England
Tim Crouch and Hannah Ringham welcome us to the Fruitmarket Gallery. It's a slightly stilted but sincere welcome, with a familiar ring to the ear of the regular gallery-goer. For 'England' is in some ways about art's ability to communicate, and very much about our individual and collective inability to do so.
Although Crouch's script is spare, lucid and everyday in its language, its density matches the complexity of Alex Hartley's images of the built and natural environments currently on the walls of the Fruitmarket Gallery. 'England', however, isn't site-specific as the term is usually understood, although setting is clearly crucial to the audience's experience
Crouch and Ringham share a character whose gender is never specified, and whose journey from health through illness and transplantation is as much about a faltering grope toward an appreciation of what 'the gift of life' may actually mean.
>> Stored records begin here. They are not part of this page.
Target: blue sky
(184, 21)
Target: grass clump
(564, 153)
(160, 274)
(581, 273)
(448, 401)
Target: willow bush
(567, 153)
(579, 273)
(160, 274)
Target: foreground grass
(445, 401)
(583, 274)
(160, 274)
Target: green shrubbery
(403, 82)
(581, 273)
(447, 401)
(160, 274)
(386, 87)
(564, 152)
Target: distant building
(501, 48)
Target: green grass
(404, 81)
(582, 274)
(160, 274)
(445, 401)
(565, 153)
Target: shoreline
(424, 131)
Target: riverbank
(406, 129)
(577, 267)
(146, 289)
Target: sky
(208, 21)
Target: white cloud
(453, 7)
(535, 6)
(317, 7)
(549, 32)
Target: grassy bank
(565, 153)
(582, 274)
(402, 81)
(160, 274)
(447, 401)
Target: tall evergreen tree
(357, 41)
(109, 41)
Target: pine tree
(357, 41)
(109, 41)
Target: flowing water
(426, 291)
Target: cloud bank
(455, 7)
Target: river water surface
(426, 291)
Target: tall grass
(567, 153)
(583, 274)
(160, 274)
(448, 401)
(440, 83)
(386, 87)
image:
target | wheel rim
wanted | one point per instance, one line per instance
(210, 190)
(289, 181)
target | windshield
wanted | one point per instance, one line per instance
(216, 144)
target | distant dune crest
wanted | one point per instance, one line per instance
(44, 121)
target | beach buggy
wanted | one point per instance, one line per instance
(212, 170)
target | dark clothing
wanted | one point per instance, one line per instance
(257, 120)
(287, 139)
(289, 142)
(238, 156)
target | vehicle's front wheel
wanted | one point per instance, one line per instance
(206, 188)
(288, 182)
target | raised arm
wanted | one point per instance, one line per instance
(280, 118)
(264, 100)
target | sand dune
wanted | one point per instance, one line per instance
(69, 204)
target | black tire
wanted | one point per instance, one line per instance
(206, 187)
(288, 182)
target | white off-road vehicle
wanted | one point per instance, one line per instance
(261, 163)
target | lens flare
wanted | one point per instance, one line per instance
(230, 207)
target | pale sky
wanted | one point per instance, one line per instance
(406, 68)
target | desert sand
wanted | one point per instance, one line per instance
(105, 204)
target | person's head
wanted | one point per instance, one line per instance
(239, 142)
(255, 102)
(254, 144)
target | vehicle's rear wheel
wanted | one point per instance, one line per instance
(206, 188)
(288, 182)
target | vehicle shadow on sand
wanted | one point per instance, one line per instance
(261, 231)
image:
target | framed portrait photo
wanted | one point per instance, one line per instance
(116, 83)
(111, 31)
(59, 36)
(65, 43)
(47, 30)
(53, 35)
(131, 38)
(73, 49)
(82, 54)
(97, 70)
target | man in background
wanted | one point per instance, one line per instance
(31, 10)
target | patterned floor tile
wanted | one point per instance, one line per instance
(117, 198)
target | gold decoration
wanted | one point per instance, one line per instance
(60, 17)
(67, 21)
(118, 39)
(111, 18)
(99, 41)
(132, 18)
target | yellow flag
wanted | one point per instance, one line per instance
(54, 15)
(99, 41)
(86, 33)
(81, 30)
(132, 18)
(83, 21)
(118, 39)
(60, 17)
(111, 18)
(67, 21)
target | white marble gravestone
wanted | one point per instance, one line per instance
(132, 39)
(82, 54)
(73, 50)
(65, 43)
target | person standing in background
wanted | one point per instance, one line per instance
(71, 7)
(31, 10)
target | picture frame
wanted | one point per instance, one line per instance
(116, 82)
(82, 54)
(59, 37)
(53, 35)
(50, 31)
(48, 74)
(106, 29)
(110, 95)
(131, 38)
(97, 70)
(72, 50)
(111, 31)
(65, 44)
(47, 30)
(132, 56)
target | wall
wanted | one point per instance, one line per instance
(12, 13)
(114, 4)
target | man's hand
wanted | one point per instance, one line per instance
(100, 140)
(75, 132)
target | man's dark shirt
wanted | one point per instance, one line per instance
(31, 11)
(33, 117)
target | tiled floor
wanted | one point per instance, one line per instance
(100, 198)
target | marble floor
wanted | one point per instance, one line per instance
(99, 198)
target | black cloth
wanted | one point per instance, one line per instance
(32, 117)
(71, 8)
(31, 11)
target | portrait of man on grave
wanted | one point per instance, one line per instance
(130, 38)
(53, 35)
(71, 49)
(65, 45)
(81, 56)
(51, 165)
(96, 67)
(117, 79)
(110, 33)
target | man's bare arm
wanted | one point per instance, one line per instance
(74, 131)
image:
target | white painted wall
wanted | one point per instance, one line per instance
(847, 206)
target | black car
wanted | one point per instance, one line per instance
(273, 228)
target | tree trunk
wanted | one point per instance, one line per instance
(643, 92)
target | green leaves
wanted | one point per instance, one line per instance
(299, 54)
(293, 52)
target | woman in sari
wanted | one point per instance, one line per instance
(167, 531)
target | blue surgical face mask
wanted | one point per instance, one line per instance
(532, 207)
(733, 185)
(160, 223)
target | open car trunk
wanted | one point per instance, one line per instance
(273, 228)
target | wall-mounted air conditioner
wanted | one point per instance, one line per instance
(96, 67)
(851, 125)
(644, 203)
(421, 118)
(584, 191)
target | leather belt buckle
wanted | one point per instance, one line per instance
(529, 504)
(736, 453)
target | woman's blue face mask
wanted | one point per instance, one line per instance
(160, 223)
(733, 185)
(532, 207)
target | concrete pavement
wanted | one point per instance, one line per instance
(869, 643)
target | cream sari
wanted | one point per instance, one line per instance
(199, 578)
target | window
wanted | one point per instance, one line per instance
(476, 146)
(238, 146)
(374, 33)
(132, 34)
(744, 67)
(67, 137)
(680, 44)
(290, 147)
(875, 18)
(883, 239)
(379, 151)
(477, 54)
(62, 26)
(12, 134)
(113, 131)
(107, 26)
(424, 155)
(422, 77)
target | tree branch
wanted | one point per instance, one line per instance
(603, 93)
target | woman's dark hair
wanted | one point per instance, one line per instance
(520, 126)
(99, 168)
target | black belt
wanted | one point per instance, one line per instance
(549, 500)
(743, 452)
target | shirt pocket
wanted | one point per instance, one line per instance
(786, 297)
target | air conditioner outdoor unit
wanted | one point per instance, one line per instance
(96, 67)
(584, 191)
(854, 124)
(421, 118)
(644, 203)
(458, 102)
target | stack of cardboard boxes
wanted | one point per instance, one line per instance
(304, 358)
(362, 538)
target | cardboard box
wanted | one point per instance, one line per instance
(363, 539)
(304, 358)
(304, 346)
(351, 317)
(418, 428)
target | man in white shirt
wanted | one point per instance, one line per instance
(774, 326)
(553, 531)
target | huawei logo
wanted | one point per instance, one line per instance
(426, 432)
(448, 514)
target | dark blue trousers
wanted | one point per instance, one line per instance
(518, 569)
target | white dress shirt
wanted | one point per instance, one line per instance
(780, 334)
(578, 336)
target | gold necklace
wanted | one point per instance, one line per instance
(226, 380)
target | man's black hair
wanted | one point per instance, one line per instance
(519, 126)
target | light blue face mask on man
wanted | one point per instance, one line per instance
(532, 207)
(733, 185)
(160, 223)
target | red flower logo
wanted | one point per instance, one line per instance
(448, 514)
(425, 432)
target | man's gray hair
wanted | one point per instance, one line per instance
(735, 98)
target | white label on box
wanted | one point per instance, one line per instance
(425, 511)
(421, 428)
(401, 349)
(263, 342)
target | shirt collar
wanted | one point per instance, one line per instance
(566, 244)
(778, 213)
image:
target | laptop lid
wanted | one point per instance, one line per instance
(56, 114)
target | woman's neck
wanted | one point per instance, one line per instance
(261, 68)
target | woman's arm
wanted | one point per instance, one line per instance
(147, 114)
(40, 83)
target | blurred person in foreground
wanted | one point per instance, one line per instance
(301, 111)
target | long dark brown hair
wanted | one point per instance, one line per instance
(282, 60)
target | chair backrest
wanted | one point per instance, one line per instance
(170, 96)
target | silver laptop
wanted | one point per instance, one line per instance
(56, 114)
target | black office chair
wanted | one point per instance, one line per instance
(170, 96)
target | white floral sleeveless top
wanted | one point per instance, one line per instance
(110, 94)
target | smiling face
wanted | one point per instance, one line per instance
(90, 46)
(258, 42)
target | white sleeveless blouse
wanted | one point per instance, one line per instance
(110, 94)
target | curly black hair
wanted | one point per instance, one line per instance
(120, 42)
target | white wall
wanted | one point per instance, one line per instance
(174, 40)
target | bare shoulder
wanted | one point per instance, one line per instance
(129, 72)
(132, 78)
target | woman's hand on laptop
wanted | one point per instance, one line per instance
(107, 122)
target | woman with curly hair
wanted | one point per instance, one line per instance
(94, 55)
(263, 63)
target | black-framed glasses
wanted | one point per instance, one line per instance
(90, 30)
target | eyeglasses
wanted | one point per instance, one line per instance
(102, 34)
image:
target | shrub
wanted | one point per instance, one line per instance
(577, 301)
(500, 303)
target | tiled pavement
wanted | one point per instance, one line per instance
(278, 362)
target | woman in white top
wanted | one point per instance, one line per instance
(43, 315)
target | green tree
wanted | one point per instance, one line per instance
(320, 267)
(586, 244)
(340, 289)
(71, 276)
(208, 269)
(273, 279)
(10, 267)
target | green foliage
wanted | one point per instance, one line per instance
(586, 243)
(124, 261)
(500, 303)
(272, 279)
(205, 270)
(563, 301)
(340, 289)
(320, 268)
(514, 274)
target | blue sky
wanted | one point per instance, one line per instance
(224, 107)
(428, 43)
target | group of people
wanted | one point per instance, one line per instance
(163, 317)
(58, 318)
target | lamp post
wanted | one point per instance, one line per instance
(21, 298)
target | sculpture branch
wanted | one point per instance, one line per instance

Crouch's creation moves slowly from an unquestioning acceptance of a materially good life through puzzlement over what can be bought or possessed against its cost to others, materially, emotionally and / or spiritually. It's a dense and at times dark journey, experienced very much as two halves as actors and audience move from upper to lower level in the gallery space.
Language in 'England' is both a barrier to understanding and a desire to break down that barrier, a desire to possess and a wish for possession, art and talking about art frequently the context of that expression. The anonymous 'boyfriend' shared between the two actors becomes a means by which the pun 'appreciating art' is expressed - he deals in art, sees its value in material terms, in what status owning a Willem De Kooning places its possessor, rather than what the painting may say about the sensibilities of its owner.
This is tight acting of a very high order, giving expression to both the singular incommunicability of human experience and our individual and collective desire to break barriers. Within the second half of the play, this desire for communication becomes intrusion, as the character(s) seek out the family of the person from whom they have received a donor heart. Although this is very close to the core of the play, it felt less convincing to this reviewer. This may be due to personal experience of the practices of transplantation and thus a possibly overly-critical reaction to the notion of transplantee and donor family meeting, a more than rare occurrence.
Altogether, and despite that small cavail, a remarkable piece of theatre, deserving of time, attention and subsequent reflection.
Dates: 3 - 26 August
Times: 8pm, 3 - 26 August, plus additional perfomances at 10pm 10, 11, 17, 18, 21-26 August.